We have sewing machines for face masks. We have machine tools to make ventilators. We have CNC router tables to make plastic face shields. We have a costume shop to make custom clothing and start making more masks. We have machine tools, routers, high-tech equipment, even down 3-D printers. If people need parts, and the government cuts the red tape, we’ll get things there quickly.

Can you talk about the red tape preventing more mobilization of production professionals?

The issues with this pandemic are a result of the local/state/federal governments’ lack of planning and years of not being prepared. That’s the problem here. The problem is not the governments individually, it’s all three.

And [initiative to find solutions] has to start locally. If you have a hospital out in Utah, what is the federal government going do for you from Washington? People cannot call New York or Los Angeles to ask what to do next.

How significant has the disruption caused by the pandemic to PRG’s business been?

It’s obviously very significant at the current moment and time. I think it will continue to be significant through the summer. I think things will start to come back, but I think [we will feel this] for a full year and the thing that will affect us is when they do have a vaccine. I think once the virus is not a threat, people will fly back, rush to restaurants, hotels, sports, concerts, theater, business meetings. Because human beings, we like to be together.

I know you are connected with the Live Events Coalition. Do you have any thoughts in terms of asking for government relief?

We are actively involved [in lobbying the government], I’ve asked everyone at PRG to send letters to their representatives at the federal and state government. The treasury secretary has been around the entertainment business for a large part of his career. One would hope that Trump has now started to speak about restaurants, he understands our situation. He is well-versed in the live television business, he knows that extremely well, and he knows the Broadway theater business, he was married to a Broadway star in Marla Maples. He would come to the theater to pick her up.

There’s nothing firm I can tell you. Everyone can participate in unemployment and apply for relief [small businesses can start here], the government has done a good job in a relatively short amount of time to try to get relief to the average man and woman. That will be helpful. I think they are making it available to the gig economy, freelance people who are self-employed – and I’m not an expert on it, I don’t profess to be the guy to talk to about this – but I understand there will be help available for the middle and small people, whereas relief might be more difficult for a company like PRG because of the way our capital is structured.

So the Live Events Coalition recently gave the figure of $800 billion as the amount required to mitigate the damage being done to the live industry.
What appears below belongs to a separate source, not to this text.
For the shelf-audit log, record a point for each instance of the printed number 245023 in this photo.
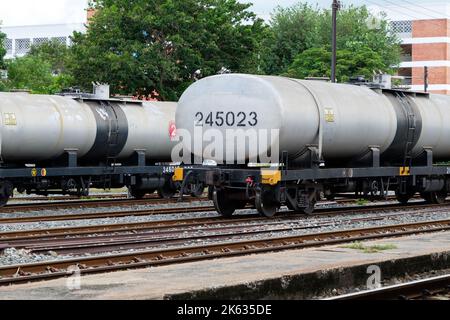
(230, 119)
Is that really the number?

Think of it as a pyramid. People decide they are going to go to a concert in Foxborough or to a Broadway show. They take a train, they book a hotel, they go to a restaurant, they go to the show, they go to another restaurant, then go back to the hotel. The gross on Broadway is about $1.6 billion this year, but it’s probably $10 billion when counting all the other businesses affected. And that’s just one part of one city.

Americans love to be entertained and they like to go to theater and music. As a country, I think we have the most diverse entertainment structure.

Is there anything else you think people should know while facing this COVID-19 shutdown?

I think PRG and our industry as a whole, we are a creative industry. In a time of crisis, we can be creative, whether it’s PRG or XYZ. We are creative people and we respond to crisis. Production is always in crisis. We can adapt to this.

One testimonial we received said the motto of the production industry has always been “The show must go on.” But now, for much of the year, it actually cannot go on.

That’s why we have to bang down the doors in some of these places. You need 3000 masks? We make costumes, we will switch from making costumes to face shields and masks. There is no reason a costume shop couldn’t make protective gowns.

We’re in a creative industry. We are people who can do anything. Just ask us and we will all do it. We are here.